When Churches and Mosques Join Hands – Against Hindus

A staggering irony: an interfaith tour in California by Christian and Muslim organizations is being framed not as peace-building, but anti-Hindu agitation.

The event’s title, “Weaponization of Hinduism,” itself smacks of bigotry. It refers to the earlier “Dismantling Hindutva” propaganda run in the West to defame RSS, ISKCON, and other organizations. Now, leaders from the New York State Council of Churches are joining a Muslim coalition to brand the Hindu faith as “dangerous nationalism.”

For a community that prides itself on pluralism – embracing American traditions while preserving its spiritual roots — this is deeply hurtful.

Hindu Americans want to be seen as part of the American mosaic, not as outsiders to be targeted.
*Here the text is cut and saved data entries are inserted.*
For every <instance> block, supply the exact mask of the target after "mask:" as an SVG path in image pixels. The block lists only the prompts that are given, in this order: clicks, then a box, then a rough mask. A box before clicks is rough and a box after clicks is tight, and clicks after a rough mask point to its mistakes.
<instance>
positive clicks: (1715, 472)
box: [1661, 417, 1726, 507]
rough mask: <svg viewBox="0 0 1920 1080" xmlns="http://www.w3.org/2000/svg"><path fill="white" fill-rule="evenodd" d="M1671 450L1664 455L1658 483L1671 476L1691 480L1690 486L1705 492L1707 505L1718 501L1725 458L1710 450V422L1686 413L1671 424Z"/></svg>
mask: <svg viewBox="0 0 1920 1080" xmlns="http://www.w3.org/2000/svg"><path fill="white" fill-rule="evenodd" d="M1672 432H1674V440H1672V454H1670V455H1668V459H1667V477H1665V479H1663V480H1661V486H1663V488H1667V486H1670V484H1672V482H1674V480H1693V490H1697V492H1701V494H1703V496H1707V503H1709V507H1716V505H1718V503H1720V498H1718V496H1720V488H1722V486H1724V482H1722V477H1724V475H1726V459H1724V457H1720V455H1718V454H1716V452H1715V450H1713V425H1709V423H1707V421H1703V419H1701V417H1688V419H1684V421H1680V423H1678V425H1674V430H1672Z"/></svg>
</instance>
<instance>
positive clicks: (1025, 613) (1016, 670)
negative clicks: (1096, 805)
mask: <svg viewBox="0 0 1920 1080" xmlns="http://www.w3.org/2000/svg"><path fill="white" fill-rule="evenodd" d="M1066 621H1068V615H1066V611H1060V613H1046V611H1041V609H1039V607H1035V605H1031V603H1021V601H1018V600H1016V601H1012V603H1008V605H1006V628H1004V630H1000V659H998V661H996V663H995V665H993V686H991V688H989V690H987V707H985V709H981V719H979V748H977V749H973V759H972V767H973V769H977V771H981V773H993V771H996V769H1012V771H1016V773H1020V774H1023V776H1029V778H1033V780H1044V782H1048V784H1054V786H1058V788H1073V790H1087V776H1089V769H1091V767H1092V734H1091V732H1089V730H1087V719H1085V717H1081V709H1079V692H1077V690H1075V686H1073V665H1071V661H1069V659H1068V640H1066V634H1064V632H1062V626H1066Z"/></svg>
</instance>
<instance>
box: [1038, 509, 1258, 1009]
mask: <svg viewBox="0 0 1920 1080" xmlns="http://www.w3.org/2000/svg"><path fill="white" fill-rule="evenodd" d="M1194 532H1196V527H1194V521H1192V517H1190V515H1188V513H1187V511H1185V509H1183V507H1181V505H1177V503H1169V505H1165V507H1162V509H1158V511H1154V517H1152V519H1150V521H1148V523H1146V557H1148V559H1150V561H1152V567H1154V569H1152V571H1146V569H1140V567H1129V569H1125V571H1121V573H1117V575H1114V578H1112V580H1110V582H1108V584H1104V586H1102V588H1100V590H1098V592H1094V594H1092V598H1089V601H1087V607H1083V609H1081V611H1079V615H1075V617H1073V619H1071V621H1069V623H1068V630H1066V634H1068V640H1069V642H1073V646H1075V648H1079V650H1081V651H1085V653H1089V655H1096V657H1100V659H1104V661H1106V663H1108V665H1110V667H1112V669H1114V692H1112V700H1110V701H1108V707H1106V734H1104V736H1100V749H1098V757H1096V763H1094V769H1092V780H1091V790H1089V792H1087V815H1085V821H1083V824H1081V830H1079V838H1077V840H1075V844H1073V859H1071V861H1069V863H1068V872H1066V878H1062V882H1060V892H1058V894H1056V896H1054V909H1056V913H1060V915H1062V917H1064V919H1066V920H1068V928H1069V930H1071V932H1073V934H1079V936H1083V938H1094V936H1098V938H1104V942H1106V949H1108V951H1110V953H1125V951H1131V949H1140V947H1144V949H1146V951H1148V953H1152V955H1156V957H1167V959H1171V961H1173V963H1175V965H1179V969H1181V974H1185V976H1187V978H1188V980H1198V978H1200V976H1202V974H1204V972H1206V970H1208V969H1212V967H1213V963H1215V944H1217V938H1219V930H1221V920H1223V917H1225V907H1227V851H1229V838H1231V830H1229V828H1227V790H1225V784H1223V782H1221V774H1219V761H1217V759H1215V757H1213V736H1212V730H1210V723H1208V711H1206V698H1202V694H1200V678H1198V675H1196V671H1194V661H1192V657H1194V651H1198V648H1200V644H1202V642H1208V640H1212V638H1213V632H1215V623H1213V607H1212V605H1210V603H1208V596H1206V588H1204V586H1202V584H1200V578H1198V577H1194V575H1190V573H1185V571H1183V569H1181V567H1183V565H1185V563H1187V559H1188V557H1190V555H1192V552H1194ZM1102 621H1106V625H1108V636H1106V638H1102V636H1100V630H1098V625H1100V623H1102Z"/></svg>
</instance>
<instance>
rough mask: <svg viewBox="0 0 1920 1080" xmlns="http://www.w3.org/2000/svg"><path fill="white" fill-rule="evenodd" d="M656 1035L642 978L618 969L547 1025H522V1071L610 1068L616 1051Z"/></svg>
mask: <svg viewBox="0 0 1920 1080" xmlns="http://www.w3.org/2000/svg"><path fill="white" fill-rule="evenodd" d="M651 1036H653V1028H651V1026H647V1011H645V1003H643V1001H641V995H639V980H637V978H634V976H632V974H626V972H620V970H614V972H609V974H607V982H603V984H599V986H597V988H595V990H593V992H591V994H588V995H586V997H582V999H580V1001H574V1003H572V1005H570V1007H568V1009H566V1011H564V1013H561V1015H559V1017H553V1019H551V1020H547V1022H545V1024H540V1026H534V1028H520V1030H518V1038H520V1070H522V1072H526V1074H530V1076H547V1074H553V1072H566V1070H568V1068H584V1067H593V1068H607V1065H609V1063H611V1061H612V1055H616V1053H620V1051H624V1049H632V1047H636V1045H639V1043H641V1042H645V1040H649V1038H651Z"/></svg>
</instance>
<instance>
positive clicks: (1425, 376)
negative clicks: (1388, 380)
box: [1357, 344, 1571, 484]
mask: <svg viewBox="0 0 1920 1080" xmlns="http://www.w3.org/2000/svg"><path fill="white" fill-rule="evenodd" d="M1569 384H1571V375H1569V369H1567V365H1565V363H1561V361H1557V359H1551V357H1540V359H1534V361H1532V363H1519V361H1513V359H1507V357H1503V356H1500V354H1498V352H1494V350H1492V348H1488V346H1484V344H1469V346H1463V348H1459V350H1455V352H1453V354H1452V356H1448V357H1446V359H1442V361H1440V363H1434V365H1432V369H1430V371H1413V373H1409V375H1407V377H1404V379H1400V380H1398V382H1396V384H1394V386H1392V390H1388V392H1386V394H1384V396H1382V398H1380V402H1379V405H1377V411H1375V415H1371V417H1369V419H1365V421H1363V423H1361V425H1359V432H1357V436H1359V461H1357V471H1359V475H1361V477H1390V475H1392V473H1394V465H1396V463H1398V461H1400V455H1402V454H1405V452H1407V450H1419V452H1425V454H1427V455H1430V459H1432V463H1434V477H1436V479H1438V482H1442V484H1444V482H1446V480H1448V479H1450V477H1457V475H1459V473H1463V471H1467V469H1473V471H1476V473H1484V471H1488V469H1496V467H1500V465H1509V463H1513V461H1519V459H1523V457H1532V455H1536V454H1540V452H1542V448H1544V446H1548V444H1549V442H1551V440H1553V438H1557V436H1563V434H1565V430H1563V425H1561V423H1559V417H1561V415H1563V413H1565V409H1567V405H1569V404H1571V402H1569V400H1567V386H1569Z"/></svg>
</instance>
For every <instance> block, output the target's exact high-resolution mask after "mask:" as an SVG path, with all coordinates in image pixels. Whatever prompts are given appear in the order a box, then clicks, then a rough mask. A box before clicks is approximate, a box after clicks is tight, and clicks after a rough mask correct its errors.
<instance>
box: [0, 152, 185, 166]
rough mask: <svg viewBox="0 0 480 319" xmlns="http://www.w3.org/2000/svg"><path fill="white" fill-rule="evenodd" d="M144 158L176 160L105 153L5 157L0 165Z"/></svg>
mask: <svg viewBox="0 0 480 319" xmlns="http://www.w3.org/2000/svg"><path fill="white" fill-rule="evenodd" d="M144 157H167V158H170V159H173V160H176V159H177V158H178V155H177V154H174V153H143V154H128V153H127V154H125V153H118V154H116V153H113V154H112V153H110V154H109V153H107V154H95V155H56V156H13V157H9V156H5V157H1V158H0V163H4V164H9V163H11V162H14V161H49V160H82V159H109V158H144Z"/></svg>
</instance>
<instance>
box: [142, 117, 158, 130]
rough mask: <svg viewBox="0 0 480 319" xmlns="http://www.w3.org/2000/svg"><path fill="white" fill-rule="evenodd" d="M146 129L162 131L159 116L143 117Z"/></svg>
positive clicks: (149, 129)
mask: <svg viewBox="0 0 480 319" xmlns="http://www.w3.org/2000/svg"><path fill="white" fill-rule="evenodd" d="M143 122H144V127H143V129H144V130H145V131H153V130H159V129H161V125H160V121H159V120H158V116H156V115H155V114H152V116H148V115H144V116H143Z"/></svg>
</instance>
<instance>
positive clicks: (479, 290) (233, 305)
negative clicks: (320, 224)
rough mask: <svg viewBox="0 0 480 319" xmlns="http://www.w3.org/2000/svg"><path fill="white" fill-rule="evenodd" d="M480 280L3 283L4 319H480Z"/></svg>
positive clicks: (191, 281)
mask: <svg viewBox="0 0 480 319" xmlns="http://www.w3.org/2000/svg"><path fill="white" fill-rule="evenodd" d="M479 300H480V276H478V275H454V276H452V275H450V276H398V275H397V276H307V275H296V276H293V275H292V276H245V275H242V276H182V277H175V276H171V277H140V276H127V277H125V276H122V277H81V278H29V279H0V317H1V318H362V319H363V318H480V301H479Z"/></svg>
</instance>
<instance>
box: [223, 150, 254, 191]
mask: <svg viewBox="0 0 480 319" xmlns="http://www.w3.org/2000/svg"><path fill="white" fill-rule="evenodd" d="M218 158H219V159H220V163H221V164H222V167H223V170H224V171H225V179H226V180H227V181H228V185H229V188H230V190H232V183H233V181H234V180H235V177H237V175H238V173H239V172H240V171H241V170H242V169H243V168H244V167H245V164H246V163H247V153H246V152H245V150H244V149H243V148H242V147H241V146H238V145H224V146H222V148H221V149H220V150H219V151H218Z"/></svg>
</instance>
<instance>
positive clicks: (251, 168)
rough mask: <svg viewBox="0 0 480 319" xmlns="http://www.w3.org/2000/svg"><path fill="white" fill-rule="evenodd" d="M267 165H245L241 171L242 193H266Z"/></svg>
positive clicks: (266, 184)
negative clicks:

Some reports suggest that this alliance between Christian nationalists and radical Islamists could be part of a larger white nationalist-jihadi coalition. Whether that’s fully true or not, the very language being used – “weaponizing Hinduism” – treats a peaceful, plural faith as an existential threat.

How Much Hate Is Acceptable Before We See Action?

Hindu Americans are Productive, Pluralistic, Patriotic.

Yet, they are under growing ideological attack in a country they helped build.

This rising anti-Hindu sentiment is not just a theoretical worry – it’s being stoked by powerful institutions. For a community that contributes so much to the U.S. economy and embodies the ethos of the American Dream, it is unacceptable that their faith becomes a political target.

If America still stands for freedom of religion, its leaders must call out this hate — not under the name of interfaith dialogue, but as a direct assault on democracy itself. Hindus in America are not only asking for respect: they demand protection.